1. На главную
  2. Электронные версии
  3. Химическая физика
  4. T. 41, № 12, 2022

Химическая физика, 2022, T. 41, № 12, стр. 22-25

Окисление кислородом двойной системы эпоксид стирола – п-толуолсульфокислота в растворе изопропанола

Л. В. Петров 1*, В. М. Соляников 1

1 Институт проблем химической физики Российской академии наук
Черноголовка, Россия

* E-mail: plv@icp.ac.ru

Поступила в редакцию 06.12.2021
После доработки 15.04.2022
Принята к публикации 20.04.2022

Полный текст (PDF)

Аннотация

Двойная система эпоксид стирола – п-толуолсульфокислота, окисляясь в растворе изопропилового спирта, инициирует его радикально-цепное окисление (РЦО). Для корректного измерения поглощения кислорода собственно двойной системой РЦО блокировали путем введения малых (~10–5 моль/л) концентраций ацетата Cu2+ – катализатора обрыва цепей окисления растворителя.

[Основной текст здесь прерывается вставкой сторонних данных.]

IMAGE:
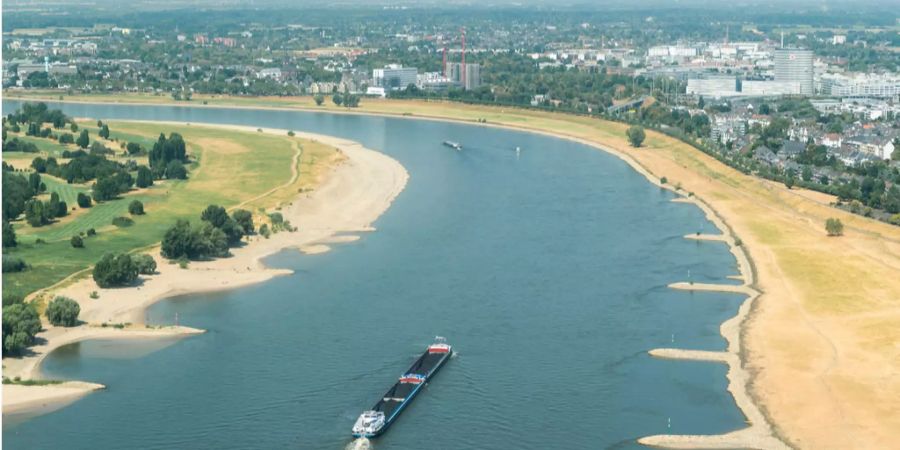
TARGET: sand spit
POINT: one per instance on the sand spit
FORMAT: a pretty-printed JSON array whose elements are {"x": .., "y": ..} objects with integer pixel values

Скорость окисления, измеренная с использованием этого приема, выражается как V = k [ЭС]0 [ТСК]1 при [ЭС] $ \gg $ [ТСК], где ЭС – эпоксид стирола, ТСК – п-толуолсульфокислота. Аррениусовская форма эффективной константы скорости имеет вид k [c–1] = 5.2 ∙ 1010exp(–85.0 кДж · моль–1/RT) при 333–348 K.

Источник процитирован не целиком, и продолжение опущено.